Anyway, of all the cockerels that I had cooped up months ago (5 BBRed, 6 Black, 2 Blue, 2 Blue Brassy Back, 3 BBRedXBlack) I will keep 1 Black and 1 Blue. The rest have got to go, and most aren't worth shipping out as breeding stock. What a disappointment this year.

Okay, I've got less than a week to finish (um, start) my sales tax forms, and finish the Toucan knife. Taxes and Toucans. Whee.

Sorry, I'm not exactly a barrel of laughs tonight am I.
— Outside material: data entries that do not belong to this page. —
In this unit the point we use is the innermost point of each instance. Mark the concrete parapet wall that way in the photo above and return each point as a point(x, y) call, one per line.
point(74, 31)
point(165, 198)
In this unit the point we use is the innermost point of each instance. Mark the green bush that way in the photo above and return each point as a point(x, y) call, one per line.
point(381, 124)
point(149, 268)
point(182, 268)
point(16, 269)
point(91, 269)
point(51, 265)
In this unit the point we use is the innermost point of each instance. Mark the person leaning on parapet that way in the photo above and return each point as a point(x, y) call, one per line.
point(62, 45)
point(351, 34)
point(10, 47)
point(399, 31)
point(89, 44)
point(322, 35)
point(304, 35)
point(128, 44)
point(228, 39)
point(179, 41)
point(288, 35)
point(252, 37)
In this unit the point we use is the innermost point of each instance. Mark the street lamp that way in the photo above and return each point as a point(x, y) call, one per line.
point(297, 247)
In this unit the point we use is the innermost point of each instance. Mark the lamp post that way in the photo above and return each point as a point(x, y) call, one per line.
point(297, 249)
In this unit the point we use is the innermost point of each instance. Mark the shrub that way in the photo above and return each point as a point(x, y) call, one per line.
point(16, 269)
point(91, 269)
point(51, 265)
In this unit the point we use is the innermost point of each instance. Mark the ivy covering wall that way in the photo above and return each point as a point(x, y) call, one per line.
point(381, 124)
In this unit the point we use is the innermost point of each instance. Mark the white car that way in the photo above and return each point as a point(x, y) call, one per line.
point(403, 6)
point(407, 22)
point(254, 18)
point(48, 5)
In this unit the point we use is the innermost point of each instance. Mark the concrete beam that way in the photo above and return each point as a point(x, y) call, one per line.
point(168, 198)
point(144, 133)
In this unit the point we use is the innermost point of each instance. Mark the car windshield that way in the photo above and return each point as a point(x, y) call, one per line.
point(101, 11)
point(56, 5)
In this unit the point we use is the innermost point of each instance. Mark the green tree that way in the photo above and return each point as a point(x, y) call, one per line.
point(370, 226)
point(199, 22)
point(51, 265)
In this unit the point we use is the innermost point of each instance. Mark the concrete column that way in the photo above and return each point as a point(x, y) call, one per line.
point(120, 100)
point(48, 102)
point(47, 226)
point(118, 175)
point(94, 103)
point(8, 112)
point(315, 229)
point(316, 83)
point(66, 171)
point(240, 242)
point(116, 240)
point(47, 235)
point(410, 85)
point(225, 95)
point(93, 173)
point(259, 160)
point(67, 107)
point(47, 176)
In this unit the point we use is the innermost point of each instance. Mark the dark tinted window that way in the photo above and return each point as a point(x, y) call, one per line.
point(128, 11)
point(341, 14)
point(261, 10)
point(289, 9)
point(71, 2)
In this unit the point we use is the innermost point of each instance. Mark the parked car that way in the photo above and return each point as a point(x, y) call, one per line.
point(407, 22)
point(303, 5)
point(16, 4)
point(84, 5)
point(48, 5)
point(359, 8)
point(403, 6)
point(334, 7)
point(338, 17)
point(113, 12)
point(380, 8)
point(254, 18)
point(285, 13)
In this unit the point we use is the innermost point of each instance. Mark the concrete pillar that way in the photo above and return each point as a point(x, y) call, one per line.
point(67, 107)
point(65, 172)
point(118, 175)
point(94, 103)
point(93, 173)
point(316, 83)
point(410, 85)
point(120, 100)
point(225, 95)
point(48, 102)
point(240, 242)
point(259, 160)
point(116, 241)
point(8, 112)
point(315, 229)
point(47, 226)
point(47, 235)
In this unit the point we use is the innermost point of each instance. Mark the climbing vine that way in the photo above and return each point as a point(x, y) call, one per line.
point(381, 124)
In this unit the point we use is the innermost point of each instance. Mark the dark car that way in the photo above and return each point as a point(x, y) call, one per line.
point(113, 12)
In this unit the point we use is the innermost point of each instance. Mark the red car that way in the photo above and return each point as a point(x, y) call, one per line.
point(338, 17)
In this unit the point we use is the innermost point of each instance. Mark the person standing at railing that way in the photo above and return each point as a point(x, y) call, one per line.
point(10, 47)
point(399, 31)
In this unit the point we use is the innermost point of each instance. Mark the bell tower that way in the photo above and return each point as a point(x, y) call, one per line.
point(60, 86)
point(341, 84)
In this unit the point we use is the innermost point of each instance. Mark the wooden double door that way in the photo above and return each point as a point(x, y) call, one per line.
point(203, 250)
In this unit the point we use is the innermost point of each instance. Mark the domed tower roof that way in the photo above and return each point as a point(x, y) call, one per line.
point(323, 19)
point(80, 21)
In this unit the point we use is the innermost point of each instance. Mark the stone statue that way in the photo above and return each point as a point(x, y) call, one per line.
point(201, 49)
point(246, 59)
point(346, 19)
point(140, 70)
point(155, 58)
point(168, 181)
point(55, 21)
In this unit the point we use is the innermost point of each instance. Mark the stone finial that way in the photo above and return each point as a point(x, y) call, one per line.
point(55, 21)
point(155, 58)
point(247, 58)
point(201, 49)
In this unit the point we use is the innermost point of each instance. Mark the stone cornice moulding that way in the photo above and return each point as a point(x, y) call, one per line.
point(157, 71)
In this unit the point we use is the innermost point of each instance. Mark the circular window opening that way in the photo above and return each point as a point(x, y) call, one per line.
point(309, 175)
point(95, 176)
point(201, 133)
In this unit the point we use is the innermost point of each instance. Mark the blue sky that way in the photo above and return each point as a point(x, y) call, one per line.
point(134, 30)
Oh, right, and here's another crappy thing. The vet clinic I use is closing their large animal practice in a month, because there are apparently no longer enough large animals in the area to employ the vets. That's just freakin' sad.


Anonymous said...

We currrently have a 30-some year old horse with almost no teeth at our place. We feed him hay pellets soaked in water and he has been fat and happy all winter so far. Just wanted to say horses with no teeth can still be quite happy- and ours doesn't really get much grain or senior feed, just the hay pellets. Another thing we do to keep him happy is chop up all his hay into short pieces and this way he can eat it even with his poor teeth. Anyways... good luck!


Katherine Plumer said...

Oh I know, I'm not saying she'd be impossible to feed, I know there are plenty of options out there. I just need to evaluate the whole picture, from her overall health and happiness, to my ability to afford to maintain a high level of health and happiness.